1064     unlink($NAME);
1065     bind  (Server, $uaddr)                      || die "bind: $!";
1066     listen(Server,SOMAXCONN)                    || die "listen: $!";
1067
1068     logmsg "server started on $NAME";
1069
1070     my $waitedpid;
1071
1072     use POSIX ":sys_wait_h";
1073     sub REAPER {
1074         my $child;
1075         while (($waitedpid = waitpid(-1,WNOHANG)) > 0) {
1076             logmsg "reaped $waitedpid" . ($? ? " with exit $?" : '');
1077         }
1078         $SIG{CHLD} = \&REAPER;  # loathe sysV
1079     }
1080
1081     $SIG{CHLD} = \&REAPER;
1082
1083
1084     for ( $waitedpid = 0;
1085           accept(Client,Server) || $waitedpid;
1086           $waitedpid = 0, close Client)
1087     {
1088         next if $waitedpid;
1089         logmsg "connection on $NAME";
1090         spawn sub {
1091             print "Hello there, it's now ", scalar localtime, "\n";
1092             exec '/usr/games/fortune' or die "can't exec fortune: $!";
1093         };
1094     }
1095
1096     sub spawn {
1097         my $coderef = shift;
1098
1099         unless (@_ == 0 && $coderef && ref($coderef) eq 'CODE') {
1100             confess "usage: spawn CODEREF";
1101         }
1102
1103         my $pid;
1104         if (!defined($pid = fork)) {
1105             logmsg "cannot fork: $!";
1106             return;
1107         } elsif ($pid) {
1108             logmsg "begat $pid";
1109             return; # I'm the parent
1110         }
1111         # else I'm the child -- go spawn
1112
1113         open(STDIN,  "<&Client")   || die "can't dup client to stdin";
1114         open(STDOUT, ">&Client")   || die "can't dup client to stdout";
1115         ## open(STDERR, ">&STDOUT") || die "can't dup stdout to stderr";
1116         exit &$coderef();
1117     }
1118
1119 As you see, it's remarkably similar to the Internet domain TCP server, so
1120 much so, in fact, that we've omitted several duplicate functions--spawn(),
1121 logmsg(), ctime(), and REAPER()--which are exactly the same as in the
1122 other server.
1123
1124 So why would you ever want to use a Unix domain socket instead of a
1125 simpler named pipe?  Because a named pipe doesn't give you sessions.  You
1126 can't tell one process's data from another's.  With socket programming,
1127 you get a separate session for each client: that's why accept() takes two
1128 arguments.
1129
1130 For example, let's say that you have a long running database server daemon
1131 that you want folks from the World Wide Web to be able to access, but only
1132 if they go through a CGI interface.  You'd have a small, simple CGI
1133 program that does whatever checks and logging you feel like, and then acts
1134 as a Unix-domain client and connects to your private server.
1135
1136 =head1 TCP Clients with IO::Socket
1137
1138 For those preferring a higher-level interface to socket programming, the
1139 IO::Socket module provides an object-oriented approach.  IO::Socket is
1140 included as part of the standard Perl distribution as of the 5.004
1141 release.  If you're running an earlier version of Perl, just fetch
1142 IO::Socket from CPAN, where you'll also find modules providing easy
1143 interfaces to the following systems: DNS, FTP, Ident (RFC 931), NIS and
1144 NISPlus, NNTP, Ping, POP3, SMTP, SNMP, SSLeay, Telnet, and Time--just
1145 to name a few.
1146
1147 =head2 A Simple Client
1148
1149 Here's a client that creates a TCP connection to the "daytime"

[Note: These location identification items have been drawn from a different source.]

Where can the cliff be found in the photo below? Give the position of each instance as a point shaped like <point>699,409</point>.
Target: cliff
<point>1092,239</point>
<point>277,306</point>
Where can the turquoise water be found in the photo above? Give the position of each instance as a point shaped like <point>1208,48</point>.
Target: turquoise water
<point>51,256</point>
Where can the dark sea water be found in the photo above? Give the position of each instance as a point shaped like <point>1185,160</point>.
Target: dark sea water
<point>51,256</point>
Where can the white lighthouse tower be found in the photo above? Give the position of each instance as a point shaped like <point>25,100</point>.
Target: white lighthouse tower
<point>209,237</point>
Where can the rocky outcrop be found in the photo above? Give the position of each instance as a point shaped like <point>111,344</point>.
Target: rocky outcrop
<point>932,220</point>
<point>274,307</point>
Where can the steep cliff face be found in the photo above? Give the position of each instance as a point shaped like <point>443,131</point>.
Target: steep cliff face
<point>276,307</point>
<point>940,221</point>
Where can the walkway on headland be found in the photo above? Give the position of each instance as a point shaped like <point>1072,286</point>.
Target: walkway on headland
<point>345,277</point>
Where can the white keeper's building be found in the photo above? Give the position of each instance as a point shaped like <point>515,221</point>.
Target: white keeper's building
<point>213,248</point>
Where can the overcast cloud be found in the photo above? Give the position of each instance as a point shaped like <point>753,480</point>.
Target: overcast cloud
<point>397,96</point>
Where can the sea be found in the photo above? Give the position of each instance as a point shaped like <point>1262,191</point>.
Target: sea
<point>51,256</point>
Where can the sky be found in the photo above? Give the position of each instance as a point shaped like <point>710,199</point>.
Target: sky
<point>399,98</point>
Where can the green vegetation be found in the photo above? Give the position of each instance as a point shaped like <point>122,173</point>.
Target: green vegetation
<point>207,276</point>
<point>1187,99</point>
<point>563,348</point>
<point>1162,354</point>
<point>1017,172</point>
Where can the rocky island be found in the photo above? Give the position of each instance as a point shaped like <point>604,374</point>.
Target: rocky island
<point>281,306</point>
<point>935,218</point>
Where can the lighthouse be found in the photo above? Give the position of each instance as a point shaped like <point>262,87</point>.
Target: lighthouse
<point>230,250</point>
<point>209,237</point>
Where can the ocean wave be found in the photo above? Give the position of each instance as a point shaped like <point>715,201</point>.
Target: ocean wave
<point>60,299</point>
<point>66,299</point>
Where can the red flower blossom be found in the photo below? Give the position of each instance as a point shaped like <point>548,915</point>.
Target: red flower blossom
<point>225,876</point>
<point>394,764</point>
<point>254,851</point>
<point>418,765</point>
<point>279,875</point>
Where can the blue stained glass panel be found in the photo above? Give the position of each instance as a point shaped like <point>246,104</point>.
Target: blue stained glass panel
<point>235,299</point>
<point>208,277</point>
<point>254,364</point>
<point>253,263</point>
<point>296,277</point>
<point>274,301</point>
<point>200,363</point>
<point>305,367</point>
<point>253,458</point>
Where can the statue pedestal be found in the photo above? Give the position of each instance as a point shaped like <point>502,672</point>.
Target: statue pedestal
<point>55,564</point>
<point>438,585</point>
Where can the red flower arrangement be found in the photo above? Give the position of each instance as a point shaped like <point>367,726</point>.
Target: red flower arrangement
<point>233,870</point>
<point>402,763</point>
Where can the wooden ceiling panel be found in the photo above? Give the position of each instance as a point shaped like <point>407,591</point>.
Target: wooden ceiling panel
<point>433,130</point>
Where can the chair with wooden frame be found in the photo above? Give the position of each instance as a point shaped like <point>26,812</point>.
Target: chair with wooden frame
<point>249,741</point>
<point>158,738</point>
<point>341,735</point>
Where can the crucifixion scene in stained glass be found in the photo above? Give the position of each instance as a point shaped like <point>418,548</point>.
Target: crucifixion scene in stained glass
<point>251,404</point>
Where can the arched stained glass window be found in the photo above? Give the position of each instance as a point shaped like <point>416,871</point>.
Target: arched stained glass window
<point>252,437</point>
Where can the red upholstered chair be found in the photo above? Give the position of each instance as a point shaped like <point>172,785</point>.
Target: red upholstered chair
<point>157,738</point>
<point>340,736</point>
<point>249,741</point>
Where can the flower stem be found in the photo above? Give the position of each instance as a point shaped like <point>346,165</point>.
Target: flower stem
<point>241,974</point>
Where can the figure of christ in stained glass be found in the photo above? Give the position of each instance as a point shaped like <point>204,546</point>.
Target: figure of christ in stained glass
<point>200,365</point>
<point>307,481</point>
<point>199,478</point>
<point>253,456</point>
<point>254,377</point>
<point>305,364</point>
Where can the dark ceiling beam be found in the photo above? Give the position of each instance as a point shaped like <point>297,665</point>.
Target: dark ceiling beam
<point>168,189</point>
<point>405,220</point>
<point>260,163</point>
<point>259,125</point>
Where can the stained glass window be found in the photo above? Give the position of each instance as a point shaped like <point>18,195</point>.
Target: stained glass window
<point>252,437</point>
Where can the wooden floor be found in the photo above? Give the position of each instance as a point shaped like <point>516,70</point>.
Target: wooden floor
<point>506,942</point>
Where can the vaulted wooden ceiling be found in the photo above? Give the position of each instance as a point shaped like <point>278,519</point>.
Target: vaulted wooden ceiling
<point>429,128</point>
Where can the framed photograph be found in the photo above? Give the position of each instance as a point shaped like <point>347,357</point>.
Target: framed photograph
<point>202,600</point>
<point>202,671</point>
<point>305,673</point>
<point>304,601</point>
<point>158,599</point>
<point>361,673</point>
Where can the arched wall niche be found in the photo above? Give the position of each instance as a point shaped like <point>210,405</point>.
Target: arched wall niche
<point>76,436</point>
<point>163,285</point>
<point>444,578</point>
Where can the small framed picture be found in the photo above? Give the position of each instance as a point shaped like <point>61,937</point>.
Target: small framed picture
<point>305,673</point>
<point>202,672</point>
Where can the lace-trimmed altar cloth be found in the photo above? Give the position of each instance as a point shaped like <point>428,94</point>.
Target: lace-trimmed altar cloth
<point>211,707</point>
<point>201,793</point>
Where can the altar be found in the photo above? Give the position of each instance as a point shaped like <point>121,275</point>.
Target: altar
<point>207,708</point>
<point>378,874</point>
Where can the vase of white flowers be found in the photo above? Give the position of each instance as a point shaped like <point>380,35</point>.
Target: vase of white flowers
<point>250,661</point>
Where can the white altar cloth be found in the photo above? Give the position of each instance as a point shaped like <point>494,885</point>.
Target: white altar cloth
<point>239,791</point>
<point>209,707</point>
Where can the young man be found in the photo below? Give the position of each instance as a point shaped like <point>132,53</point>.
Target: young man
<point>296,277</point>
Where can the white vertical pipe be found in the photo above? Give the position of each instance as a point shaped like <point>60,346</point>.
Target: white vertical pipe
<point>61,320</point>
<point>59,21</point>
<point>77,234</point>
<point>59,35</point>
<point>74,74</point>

1150 service at port 13 of the host name "localhost" and prints out everything
1151 that the server there cares to provide.
1152
1153     #!/usr/bin/perl -w
1154     use IO::Socket;
1155     $remote = IO::Socket::INET->new(
1156                         Proto    => "tcp",
1157                         PeerAddr => "localhost",
1158                         PeerPort => "daytime(13)",
1159                     )
1160                   or die "cannot connect to daytime port at localhost";
1161     while ( <$remote> ) { print }
1162
1163 When you run this program, you should get something back that
1164 looks like this:
1165
1166     Wed May 14 08:40:46 MDT 1997
1167
1168 Here are what those parameters to the C<new> constructor mean:
1169
1170 =over 4
1171
1172 =item C<Proto>
1173
1174 This is which protocol to use.  In this case, the socket handle returned
1175 will be connected to a TCP socket, because we want a stream-oriented
1176 connection, that is, one that acts pretty much like a plain old file.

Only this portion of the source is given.